Last week I mentioned that collectively, Brandon Webb's pitches were 18 runs better than average and wondered if this sum would correspond to his wins above average. In my calculations last week I accidentally compared Webb to a replacement-level starting pitcher as opposed to an average pitcher, and got an answer that didn't make sense. I have 113 innings of pitch f/x data for Webb, and in that time he posted an ERA of 2.55. That works out to 2.8 wins above average, while Webb's pitches collectively were 26.9 runs better than average. Assuming roughly 10 runs/win, that's a pretty close match.

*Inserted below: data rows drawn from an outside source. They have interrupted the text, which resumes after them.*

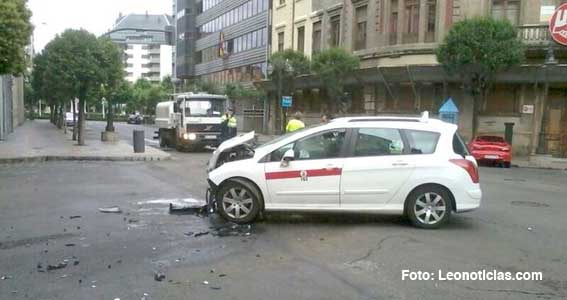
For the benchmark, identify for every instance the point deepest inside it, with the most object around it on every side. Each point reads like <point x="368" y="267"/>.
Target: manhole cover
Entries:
<point x="529" y="204"/>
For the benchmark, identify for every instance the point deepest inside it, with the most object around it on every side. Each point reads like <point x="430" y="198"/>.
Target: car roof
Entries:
<point x="415" y="123"/>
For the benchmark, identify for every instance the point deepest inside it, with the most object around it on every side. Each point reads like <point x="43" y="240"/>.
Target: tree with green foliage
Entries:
<point x="111" y="63"/>
<point x="15" y="33"/>
<point x="476" y="50"/>
<point x="332" y="66"/>
<point x="77" y="65"/>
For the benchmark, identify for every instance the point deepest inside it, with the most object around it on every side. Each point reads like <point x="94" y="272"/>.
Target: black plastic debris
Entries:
<point x="58" y="266"/>
<point x="159" y="276"/>
<point x="187" y="206"/>
<point x="110" y="210"/>
<point x="198" y="234"/>
<point x="231" y="229"/>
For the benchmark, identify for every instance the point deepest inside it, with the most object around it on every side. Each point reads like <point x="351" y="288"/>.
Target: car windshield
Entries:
<point x="204" y="108"/>
<point x="487" y="138"/>
<point x="285" y="136"/>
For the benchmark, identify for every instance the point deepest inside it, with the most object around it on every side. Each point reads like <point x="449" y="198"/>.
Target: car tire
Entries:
<point x="425" y="210"/>
<point x="238" y="202"/>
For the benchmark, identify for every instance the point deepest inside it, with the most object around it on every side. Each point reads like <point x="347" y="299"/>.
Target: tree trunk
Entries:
<point x="81" y="121"/>
<point x="476" y="106"/>
<point x="60" y="116"/>
<point x="109" y="118"/>
<point x="73" y="106"/>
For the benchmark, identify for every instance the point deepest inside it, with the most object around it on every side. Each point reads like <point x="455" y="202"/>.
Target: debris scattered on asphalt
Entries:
<point x="198" y="234"/>
<point x="231" y="229"/>
<point x="112" y="210"/>
<point x="187" y="206"/>
<point x="159" y="276"/>
<point x="58" y="266"/>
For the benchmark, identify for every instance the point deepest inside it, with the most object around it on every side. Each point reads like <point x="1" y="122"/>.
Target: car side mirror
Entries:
<point x="288" y="156"/>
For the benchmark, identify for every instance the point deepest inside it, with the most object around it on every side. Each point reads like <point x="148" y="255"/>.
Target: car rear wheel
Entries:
<point x="429" y="207"/>
<point x="238" y="202"/>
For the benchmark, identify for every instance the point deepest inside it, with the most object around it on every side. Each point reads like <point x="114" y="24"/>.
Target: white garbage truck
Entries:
<point x="191" y="121"/>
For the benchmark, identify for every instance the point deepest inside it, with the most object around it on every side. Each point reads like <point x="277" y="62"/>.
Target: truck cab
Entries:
<point x="191" y="121"/>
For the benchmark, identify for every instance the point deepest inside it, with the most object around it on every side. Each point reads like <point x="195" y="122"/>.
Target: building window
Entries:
<point x="431" y="18"/>
<point x="411" y="24"/>
<point x="301" y="39"/>
<point x="394" y="22"/>
<point x="316" y="38"/>
<point x="335" y="31"/>
<point x="360" y="34"/>
<point x="506" y="10"/>
<point x="280" y="41"/>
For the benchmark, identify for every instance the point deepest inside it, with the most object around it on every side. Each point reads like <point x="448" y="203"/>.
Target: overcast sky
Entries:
<point x="51" y="17"/>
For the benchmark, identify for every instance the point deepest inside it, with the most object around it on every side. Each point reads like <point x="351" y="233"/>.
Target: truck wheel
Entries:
<point x="238" y="202"/>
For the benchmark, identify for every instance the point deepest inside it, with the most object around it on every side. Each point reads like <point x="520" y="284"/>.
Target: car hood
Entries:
<point x="227" y="145"/>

I threatened to write a full article on this subject last week and I'm going to follow through on that threat once I get a better handle on the full data-set, but I just wanted to make this correction this week.
The next step with this type of analysis lies in refining the linear weights value of every event. Adjusting for park is probably the next easiest adjustment to make, and after that, the next adjustment would be for individual pitchers so that every pitcher is his own universe. I think some of those adjustments are overkill based on the amount of data that are in my database right now, but over the course of the 2008 season its something to look for. Properly regressing the pitch values and finding out how much of the value is based on skill and how much is based on luck is another very important adjustment to make. I've roughly regressed the LWTS/pitch values to account for different sample sizes, but actually determining how many of the runs that Kazmir's fastball prevents are due to qualities of the pitch and how many are due to luck is important.